At the same time, Colorado blossomed as both a setting and home for documentaries and documentarists. David and Albert Maysles tracked the creation of Christo and Jeanne-Claude’s monumental but short-lived environmental art piece that filled Rifle Gap in August, 1973, in their “Christo’s Valley Curtain.” Master documentarist Frederick Wiseman filmed “Meat,” his examination of the processing of animals into food products, in the stockyards and processing plants of Greeley. (Wiseman returned to Colorado in 1991 to film a portrait of “Aspen.”) Chris Beaver’s 1983 “Dark Circle” ruthlessly exposed the traumas inflicted on employees and neighbors of the Rocky Flats nuclear weapons plant. And in 1998, Coloradans Donna Dewey and Carol Pasternak took home an Oscar for Best Documentary Short Subject for their portrait of a deformed Vietnamese boy and his life-changing surgery in “A Story of Healing.”

Boulder served as home, workplace, and inspiration for experimental (“...called ‘experiment’ by those who don’t understand it”) filmmaker Stan Brakhage, who traveled the world as an honored theorist, lecturer and artist. After years of travel, contact with the avant-garde, a stint of commercial film work, and even a brief episode running a theater in Central City, he came to reject commercial cinema.
“There is virtually no art of the film to be found in any formalized motion picture producing system I know of and probably never will be, “ he stated in his document “Metaphors on Vision.” His 1964 epic vision “Dog Star Man,” made in and around Boulder on a shoestring budget, has been placed in the National Film Registry. In it and other early works, Brakhage postulates the camera/eye as first-person protagonist in a “lyrical cinema” that reflects his unique sensibilities. He returned to Boulder in the late ‘80s, where he served as Distinguished Professor at CU’s Department of Film Studies. (Two of Brakhage’s erstwhile students were Trey Parker and Matt Stone, who set their hit series in the mythical Colorado mountain town of “South Park.”)
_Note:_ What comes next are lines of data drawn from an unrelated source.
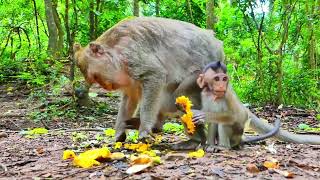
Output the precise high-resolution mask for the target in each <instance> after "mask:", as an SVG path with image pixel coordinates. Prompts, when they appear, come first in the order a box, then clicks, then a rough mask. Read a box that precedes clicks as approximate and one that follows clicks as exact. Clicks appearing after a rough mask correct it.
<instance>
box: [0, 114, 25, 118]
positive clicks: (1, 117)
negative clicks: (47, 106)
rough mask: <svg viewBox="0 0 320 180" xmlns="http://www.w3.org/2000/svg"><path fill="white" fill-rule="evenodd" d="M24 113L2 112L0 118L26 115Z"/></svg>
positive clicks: (8, 117) (22, 116)
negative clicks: (7, 113)
mask: <svg viewBox="0 0 320 180" xmlns="http://www.w3.org/2000/svg"><path fill="white" fill-rule="evenodd" d="M24 116H25V115H24V114H1V115H0V118H13V117H24Z"/></svg>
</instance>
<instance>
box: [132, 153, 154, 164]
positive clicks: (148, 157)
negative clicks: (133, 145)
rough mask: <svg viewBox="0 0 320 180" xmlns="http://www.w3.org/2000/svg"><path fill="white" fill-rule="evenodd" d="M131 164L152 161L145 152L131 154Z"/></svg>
mask: <svg viewBox="0 0 320 180" xmlns="http://www.w3.org/2000/svg"><path fill="white" fill-rule="evenodd" d="M130 159H131V164H148V163H150V162H151V163H152V161H153V160H152V158H151V157H150V156H148V155H146V154H140V155H139V156H138V157H136V156H131V158H130Z"/></svg>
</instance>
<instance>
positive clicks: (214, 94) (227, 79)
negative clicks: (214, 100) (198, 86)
mask: <svg viewBox="0 0 320 180" xmlns="http://www.w3.org/2000/svg"><path fill="white" fill-rule="evenodd" d="M197 83H198V85H199V87H200V88H202V89H203V91H205V93H206V94H208V95H212V96H213V99H214V100H215V99H219V98H223V97H224V96H225V93H226V90H227V87H228V76H227V75H226V74H225V73H224V72H223V71H222V70H221V69H217V70H215V71H214V70H212V69H208V70H207V71H206V72H204V73H203V74H200V75H199V77H198V79H197Z"/></svg>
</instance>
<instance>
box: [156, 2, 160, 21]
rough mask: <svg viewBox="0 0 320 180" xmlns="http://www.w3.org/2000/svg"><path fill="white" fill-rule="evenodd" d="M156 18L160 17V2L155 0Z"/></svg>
mask: <svg viewBox="0 0 320 180" xmlns="http://www.w3.org/2000/svg"><path fill="white" fill-rule="evenodd" d="M156 16H157V17H159V16H160V0H156Z"/></svg>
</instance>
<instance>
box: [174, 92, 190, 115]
mask: <svg viewBox="0 0 320 180" xmlns="http://www.w3.org/2000/svg"><path fill="white" fill-rule="evenodd" d="M176 104H179V105H181V106H182V107H184V108H185V110H186V111H187V112H188V111H190V110H191V106H192V103H191V101H190V100H189V98H188V97H186V96H180V97H178V98H176Z"/></svg>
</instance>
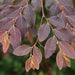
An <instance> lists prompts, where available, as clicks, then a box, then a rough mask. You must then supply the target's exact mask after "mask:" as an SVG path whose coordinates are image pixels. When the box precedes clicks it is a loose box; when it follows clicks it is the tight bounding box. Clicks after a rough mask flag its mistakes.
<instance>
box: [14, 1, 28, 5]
mask: <svg viewBox="0 0 75 75" xmlns="http://www.w3.org/2000/svg"><path fill="white" fill-rule="evenodd" d="M27 1H28V0H15V1H14V3H13V5H17V6H24V5H25V4H26V3H27Z"/></svg>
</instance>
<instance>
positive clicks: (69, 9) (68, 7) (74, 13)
mask: <svg viewBox="0 0 75 75" xmlns="http://www.w3.org/2000/svg"><path fill="white" fill-rule="evenodd" d="M62 10H63V11H64V12H65V14H66V15H68V16H69V15H75V9H74V8H73V7H70V6H64V7H63V9H62Z"/></svg>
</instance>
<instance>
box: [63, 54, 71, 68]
mask: <svg viewBox="0 0 75 75" xmlns="http://www.w3.org/2000/svg"><path fill="white" fill-rule="evenodd" d="M64 62H65V64H66V66H68V67H71V63H70V59H69V58H68V57H67V56H65V55H64Z"/></svg>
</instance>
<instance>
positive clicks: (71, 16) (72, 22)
mask: <svg viewBox="0 0 75 75" xmlns="http://www.w3.org/2000/svg"><path fill="white" fill-rule="evenodd" d="M68 21H69V22H70V24H71V25H72V26H73V27H75V16H74V15H71V16H68Z"/></svg>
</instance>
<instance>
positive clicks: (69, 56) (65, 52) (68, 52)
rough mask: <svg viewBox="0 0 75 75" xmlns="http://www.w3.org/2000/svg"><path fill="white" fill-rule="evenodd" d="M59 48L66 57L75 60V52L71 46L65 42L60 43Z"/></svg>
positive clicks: (59, 44) (63, 41)
mask: <svg viewBox="0 0 75 75" xmlns="http://www.w3.org/2000/svg"><path fill="white" fill-rule="evenodd" d="M59 48H60V50H62V51H63V52H64V54H65V55H66V56H68V57H70V58H72V59H75V50H74V48H73V47H72V46H71V45H70V44H68V43H67V42H64V41H60V42H59Z"/></svg>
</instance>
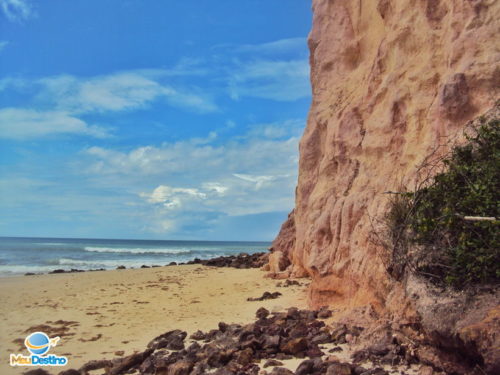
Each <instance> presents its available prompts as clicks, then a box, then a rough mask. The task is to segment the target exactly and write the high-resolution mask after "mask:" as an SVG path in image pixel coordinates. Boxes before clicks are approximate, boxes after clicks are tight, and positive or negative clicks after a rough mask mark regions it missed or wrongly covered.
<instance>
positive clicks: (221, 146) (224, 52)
mask: <svg viewBox="0 0 500 375" xmlns="http://www.w3.org/2000/svg"><path fill="white" fill-rule="evenodd" d="M310 22H311V11H310V1H308V0H286V1H284V0H265V1H264V0H242V1H234V0H182V1H181V0H71V1H68V0H45V1H34V0H33V1H30V0H0V196H1V198H0V235H1V236H41V237H93V238H144V239H148V238H151V239H198V240H203V239H208V240H210V239H211V240H271V239H272V238H273V237H274V236H275V235H276V233H277V231H278V230H279V226H280V225H281V223H282V222H283V221H284V220H285V218H286V215H287V213H288V212H289V211H290V209H291V208H292V207H293V201H294V189H295V185H296V180H297V161H298V140H299V138H300V135H301V133H302V131H303V128H304V124H305V119H306V116H307V111H308V107H309V104H310V100H311V94H310V85H309V67H308V51H307V43H306V37H307V33H308V31H309V29H310Z"/></svg>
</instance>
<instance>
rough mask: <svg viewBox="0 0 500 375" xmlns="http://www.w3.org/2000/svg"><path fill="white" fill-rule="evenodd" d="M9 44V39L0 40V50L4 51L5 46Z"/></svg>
mask: <svg viewBox="0 0 500 375" xmlns="http://www.w3.org/2000/svg"><path fill="white" fill-rule="evenodd" d="M8 45H9V41H7V40H2V41H0V52H2V51H3V50H4V49H5V47H7V46H8Z"/></svg>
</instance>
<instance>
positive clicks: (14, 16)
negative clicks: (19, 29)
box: [0, 0, 34, 22]
mask: <svg viewBox="0 0 500 375" xmlns="http://www.w3.org/2000/svg"><path fill="white" fill-rule="evenodd" d="M0 9H1V10H2V13H3V14H4V16H5V17H7V19H8V20H9V21H14V22H20V21H24V20H26V19H28V18H30V17H32V16H33V14H34V13H33V8H32V6H31V4H30V3H29V1H27V0H0Z"/></svg>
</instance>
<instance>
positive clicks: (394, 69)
mask: <svg viewBox="0 0 500 375" xmlns="http://www.w3.org/2000/svg"><path fill="white" fill-rule="evenodd" d="M313 13H314V18H313V27H312V31H311V33H310V35H309V40H308V43H309V48H310V65H311V83H312V91H313V102H312V106H311V109H310V112H309V117H308V122H307V127H306V129H305V132H304V135H303V137H302V140H301V142H300V164H299V180H298V186H297V190H296V205H295V209H294V211H293V212H292V213H291V214H290V216H289V218H288V220H287V221H286V222H285V224H284V225H283V227H282V230H281V232H280V234H279V235H278V237H277V238H276V240H275V241H274V243H273V252H275V253H278V254H277V255H276V256H274V258H275V259H274V260H275V261H274V264H275V266H274V267H273V266H272V265H271V271H272V272H274V273H277V272H280V271H283V269H282V268H283V264H287V262H285V261H283V260H282V259H281V253H283V255H284V256H285V257H286V258H287V259H288V260H289V261H290V262H291V265H290V266H289V268H288V269H287V270H286V271H284V272H281V275H283V274H284V275H287V274H290V273H291V275H292V276H304V275H308V276H310V277H311V278H312V284H311V288H310V302H311V304H312V305H313V306H316V307H318V306H321V305H325V304H330V305H336V306H340V307H344V308H346V310H349V309H353V308H356V307H362V306H370V308H371V309H372V310H374V311H375V313H379V312H384V311H385V312H386V311H387V310H388V309H387V307H389V310H390V309H392V310H397V309H399V310H401V309H403V308H404V306H406V305H405V296H404V292H402V291H401V290H399V291H398V288H399V289H401V286H398V285H396V283H395V282H393V281H392V280H391V279H390V277H389V276H388V274H387V272H386V266H385V261H384V259H386V257H387V254H386V253H385V250H384V249H383V248H382V247H380V246H378V245H376V244H375V243H374V241H372V240H370V238H371V233H372V224H371V220H372V219H371V218H374V219H375V220H376V219H377V218H380V216H381V214H382V213H383V212H384V210H385V208H386V206H387V196H386V195H384V194H383V192H385V191H387V190H397V189H398V187H399V186H400V185H401V184H404V185H406V186H409V187H410V188H411V186H412V184H413V183H414V182H415V179H416V171H417V168H416V167H417V166H418V165H419V164H420V163H421V162H422V161H423V160H424V158H425V157H426V156H427V155H428V154H429V153H430V152H431V151H432V150H435V149H436V148H437V147H438V145H440V144H441V143H443V140H444V139H446V138H447V137H458V139H460V134H461V133H462V131H463V129H464V126H465V124H466V123H467V122H468V121H470V120H471V119H473V118H475V117H477V116H478V115H480V114H482V113H484V112H485V111H486V110H488V109H489V108H491V107H493V105H494V103H495V102H496V101H497V100H498V98H499V88H500V65H499V61H500V45H499V44H500V42H499V41H500V39H499V38H498V35H500V29H499V28H500V23H499V21H498V20H499V19H500V2H498V1H494V0H490V1H488V0H484V1H482V0H468V1H465V0H448V1H439V0H398V1H389V0H373V1H354V0H342V1H341V0H335V1H334V0H313ZM279 252H281V253H279ZM271 259H273V258H271ZM280 265H281V266H280ZM279 275H280V274H278V276H279ZM388 301H389V302H390V303H396V304H399V305H398V306H392V307H390V306H387V305H388V304H389V302H388Z"/></svg>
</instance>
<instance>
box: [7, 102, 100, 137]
mask: <svg viewBox="0 0 500 375" xmlns="http://www.w3.org/2000/svg"><path fill="white" fill-rule="evenodd" d="M56 134H80V135H87V136H92V137H96V138H104V137H106V136H108V133H107V131H106V130H105V129H103V128H100V127H98V126H92V125H88V124H87V123H85V122H84V121H82V120H80V119H78V118H76V117H72V116H71V115H69V114H67V113H65V112H60V111H46V112H40V111H35V110H29V109H18V108H3V109H0V138H5V139H16V140H25V139H31V138H38V137H46V136H50V135H56Z"/></svg>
The past twenty years featured sporadic bursts of industry growth in the state. Viacom’s choice of Denver for the production of its series of Perry Mason TV films (1985-1993) pumped millions into the local economy and involved a number of local talents, and has subsequently attracted similar outside film and television projects. Warren Miller Films, pioneer makers of snowsport films since 1947, relocated to Boulder from California in 1993 and, under the ownership of Miller’s son Kurt and Peter Speek, has stepped up and diversified its cinematic efforts.
Recent films that use the mountains and plains have ranged from determined independents such as documentarians the Beeck sisters (“Grandpa’s in the Tuff Shed,” “Free Boulder”) and CU’s Jerry Aronson (“The Life and Times of Allan Ginsberg”) through the bizarre and seedy noir of “Things to Do in Denver When You’re Dead”) to unabashed schlock such as “The Dragon and the Hawk,” “Destroyer,” “Brain Creature,” “Even Hitler Had a Girlfriend,” “Atomic Train,” “Visions,” and the twin JonBenet Ramsey murder TV treatments -- “Perfect Murder, Perfect Town” and “Getting Away with Murder.”

The state will continue to host filmmakers and those who love them. Who knows? You might find me handling a clapboard slate up in the mountains this summer myself.